Una gran palma le acariciaba la espalda con una suavidad que contrastaba totalmente con las acciones anteriores de bestia. Estaba haciendo que el pobre cerebro de Xion se derritiera.
—Su Gracia —murmuró Xion.
Darius se acurrucó contra ese delicado cuello, colocando besos ligeros como plumas en la piel del sanador.
—¿Sí, querido? —dijo con adoración goteando de su voz.
Xion apretó los ojos. Su respiración apenas calmada estaba a punto de traicionarlo.
«Querido…», Darius lo había llamado así con un tono tan amoroso que Xion ni siquiera pudo reunir fuerzas para apartarlo.
Pero necesitaba hacerlo. Había algo terrible que debía ser abordado.
Aunque hizo que las orejas de Xion emitieran calor, se lamió los labios, siseando ligeramente cuando accidentalmente tocó la marca de mordida, y luego habló vacilante:
—Tú… estás d-duro.
Darius se inclinó hacia atrás lo suficiente como para mirar al sonrojado Xion.

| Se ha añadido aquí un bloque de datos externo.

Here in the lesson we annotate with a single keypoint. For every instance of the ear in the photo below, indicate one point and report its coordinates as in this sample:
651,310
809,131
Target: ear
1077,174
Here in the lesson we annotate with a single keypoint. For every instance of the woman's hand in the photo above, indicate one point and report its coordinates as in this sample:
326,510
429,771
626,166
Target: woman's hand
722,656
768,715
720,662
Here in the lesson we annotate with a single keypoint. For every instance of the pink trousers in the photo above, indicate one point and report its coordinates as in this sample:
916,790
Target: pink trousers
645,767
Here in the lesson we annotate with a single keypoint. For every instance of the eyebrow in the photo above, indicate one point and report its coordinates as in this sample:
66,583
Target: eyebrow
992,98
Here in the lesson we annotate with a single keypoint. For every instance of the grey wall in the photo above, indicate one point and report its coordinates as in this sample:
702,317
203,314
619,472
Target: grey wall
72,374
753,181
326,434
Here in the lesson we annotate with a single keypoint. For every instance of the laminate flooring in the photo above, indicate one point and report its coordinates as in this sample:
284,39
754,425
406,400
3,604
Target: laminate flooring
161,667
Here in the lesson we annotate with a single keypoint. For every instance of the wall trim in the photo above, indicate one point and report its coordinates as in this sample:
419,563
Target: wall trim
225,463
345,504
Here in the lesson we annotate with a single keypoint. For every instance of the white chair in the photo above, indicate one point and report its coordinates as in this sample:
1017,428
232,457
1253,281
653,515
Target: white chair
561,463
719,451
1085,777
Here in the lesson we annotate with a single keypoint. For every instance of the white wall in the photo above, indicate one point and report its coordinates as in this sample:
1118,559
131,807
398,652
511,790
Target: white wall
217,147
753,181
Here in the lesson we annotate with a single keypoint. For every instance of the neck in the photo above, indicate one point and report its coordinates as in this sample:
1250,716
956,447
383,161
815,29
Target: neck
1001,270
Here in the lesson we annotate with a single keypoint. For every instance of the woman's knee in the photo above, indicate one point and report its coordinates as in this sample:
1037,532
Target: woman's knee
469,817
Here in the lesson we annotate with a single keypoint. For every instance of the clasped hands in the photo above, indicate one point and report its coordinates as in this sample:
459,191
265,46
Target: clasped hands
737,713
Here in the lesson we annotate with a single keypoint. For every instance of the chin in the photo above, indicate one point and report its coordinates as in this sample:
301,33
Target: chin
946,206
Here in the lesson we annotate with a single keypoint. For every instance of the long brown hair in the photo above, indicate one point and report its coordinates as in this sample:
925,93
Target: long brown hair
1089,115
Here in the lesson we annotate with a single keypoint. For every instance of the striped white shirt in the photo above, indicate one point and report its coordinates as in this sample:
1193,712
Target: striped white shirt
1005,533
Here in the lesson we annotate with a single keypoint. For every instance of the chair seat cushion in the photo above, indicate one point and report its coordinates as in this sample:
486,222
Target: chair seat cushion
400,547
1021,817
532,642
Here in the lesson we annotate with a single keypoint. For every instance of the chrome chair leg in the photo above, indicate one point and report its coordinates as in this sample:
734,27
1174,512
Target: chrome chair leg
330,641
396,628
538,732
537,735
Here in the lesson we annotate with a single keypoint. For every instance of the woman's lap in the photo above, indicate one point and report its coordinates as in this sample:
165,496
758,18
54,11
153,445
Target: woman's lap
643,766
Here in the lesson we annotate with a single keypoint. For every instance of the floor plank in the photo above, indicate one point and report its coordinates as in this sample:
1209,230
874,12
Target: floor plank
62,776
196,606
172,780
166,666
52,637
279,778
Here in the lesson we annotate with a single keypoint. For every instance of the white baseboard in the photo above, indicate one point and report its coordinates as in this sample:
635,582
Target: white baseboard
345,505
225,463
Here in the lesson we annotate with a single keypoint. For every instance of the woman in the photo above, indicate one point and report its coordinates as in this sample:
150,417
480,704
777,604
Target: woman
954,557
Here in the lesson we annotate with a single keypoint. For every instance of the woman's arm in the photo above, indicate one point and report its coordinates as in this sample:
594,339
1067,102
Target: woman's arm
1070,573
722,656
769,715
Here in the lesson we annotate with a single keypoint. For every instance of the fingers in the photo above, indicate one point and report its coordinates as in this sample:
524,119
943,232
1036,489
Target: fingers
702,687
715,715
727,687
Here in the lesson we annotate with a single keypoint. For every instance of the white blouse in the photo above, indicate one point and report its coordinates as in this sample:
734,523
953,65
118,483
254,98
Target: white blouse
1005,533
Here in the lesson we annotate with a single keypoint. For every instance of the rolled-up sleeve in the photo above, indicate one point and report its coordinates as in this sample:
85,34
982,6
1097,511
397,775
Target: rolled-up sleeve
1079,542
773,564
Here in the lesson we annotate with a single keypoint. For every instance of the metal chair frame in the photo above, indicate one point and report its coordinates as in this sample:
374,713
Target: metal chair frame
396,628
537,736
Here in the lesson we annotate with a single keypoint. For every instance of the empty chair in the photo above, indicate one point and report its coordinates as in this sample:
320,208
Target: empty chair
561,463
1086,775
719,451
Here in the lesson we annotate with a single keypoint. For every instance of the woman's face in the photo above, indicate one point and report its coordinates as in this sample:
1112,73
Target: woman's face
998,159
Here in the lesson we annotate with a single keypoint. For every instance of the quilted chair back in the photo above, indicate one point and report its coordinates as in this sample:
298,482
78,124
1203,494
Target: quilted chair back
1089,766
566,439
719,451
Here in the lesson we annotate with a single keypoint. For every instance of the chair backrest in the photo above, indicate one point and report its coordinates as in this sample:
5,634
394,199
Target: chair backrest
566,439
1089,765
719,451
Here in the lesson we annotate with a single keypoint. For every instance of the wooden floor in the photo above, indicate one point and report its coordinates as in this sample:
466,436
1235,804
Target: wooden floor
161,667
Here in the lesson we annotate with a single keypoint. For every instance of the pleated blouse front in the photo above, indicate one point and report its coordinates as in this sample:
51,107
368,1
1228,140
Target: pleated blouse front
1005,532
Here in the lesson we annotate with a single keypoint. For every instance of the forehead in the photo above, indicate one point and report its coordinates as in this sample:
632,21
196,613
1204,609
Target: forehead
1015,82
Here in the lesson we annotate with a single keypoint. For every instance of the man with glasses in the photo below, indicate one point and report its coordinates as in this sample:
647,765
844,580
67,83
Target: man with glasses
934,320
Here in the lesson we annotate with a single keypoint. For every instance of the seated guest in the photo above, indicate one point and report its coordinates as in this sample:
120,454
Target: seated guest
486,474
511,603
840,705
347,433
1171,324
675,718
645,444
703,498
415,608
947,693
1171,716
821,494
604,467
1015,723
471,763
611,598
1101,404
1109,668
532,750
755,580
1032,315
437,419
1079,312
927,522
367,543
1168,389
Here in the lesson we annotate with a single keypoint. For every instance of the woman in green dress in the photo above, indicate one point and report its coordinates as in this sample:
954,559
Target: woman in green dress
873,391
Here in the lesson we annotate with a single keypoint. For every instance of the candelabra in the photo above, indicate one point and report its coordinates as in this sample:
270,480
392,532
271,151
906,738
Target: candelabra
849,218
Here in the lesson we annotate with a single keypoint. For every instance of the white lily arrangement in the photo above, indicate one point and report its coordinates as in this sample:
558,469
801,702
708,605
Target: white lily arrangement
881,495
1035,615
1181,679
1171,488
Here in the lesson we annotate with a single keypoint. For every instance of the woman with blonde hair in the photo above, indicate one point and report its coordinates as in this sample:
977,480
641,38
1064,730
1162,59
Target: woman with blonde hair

A pesar de la obvia vergüenza, Xion todavía estaba tratando de considerar las cosas por su bien. Su bebé se veía tan adorable, tan lindo que lo estaba volviendo loco.
La forma en que Xion lo miraba tímidamente a través de sus largas pestañas, pareciendo un ángel caído del cielo solo para él, hizo que su mente se tornara hacia un territorio más oscuro… Como atrapar a su dulce querido en esta villa.
Aquellos podrían morir sin una cura. ¿Qué tenía eso que ver con ellos?
Y sin embargo, a pesar de tales pensamientos horribles, sus labios se presionaron en líneas delgadas, su mirada cayó, y parecía en todo sentido un criminal a punto de confesar sus pecados.
—Lo siento, Xion. Sé que debería haberme contenido, pero me gustas tanto que no pude contenerme. ¿Puedes perdonarme? Me controlaré la próxima vez, lo prometo.
Si alguien escuchara a su gobernante unir tantas palabras juntas en un solo aliento, asumirían que tenía que ser una alucinación. ¿El gran Archiduque del Norte, tropezando con disculpas? Imposible.
Pero allí estaba, el poderoso Darius, prácticamente suplicando, aunque sus manos todavía atrapaban a su pequeño gatito en sus brazos. No había ni un solo atisbo de intención de dejar ir a Xion.